I’ll admit that there are days where I look at my wife, and to my shame, I will be downcast.  I’ll think about all the things she didn’t help me with that day, or all the things she asked me to do when she should have known better not to ask me to do them.  I will complain at times in my mind and maybe even out loud about how she does something with our children.  I will be angry with her about things that I think she should have known better not to do—things that I think, pridefully, I can do better than her.  There are days when the word joy would be the farthest thing that characterizes what I feel for her because, in that moment, it’s too grand, too demanding, too inflexible of a word. 

Yet, when, by the grace of God, I think upon our wedding day—when I remember her walking down that aisle—when I consider how she adorned herself for me, the vows she said to me, the hope she placed in me, her willingness to look past my faults and my awkward dispositions—when I think upon that day and how she has exceeded all of those things in her beauty as she has walked through this life with me, the word joy, itself, seems to be the farthest thing that characterizes what I feel for her because, in that moment, and I hope for the rest of my life, it’s too small, too simple, too easy of a word. 

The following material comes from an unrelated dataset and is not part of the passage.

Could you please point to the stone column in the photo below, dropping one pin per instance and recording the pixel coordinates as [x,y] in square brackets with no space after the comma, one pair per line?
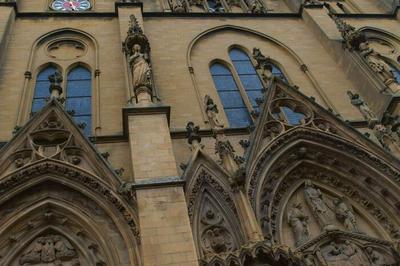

Our joy in Christ is meant to be like an ever-flowing spring of life, filling us to the brim with a desire to know him, to serve him, to be with him, and this desire isn’t meant to be hidden from the world or interrupted with our own self-pity because he is not apart from us anymore.  The cross, death, sin—he’s defeated it all.  He is risen.  He intercedes.  He dwells in us.  He abides for us.  His love shall never be separated from us, and his beauty shall always exceed what we could fathom or expect.  Let your life, then, be defined by joy because Christ has come, he is here with us, and he promises to never leave your side as he calls you to forsake all other things and follow him.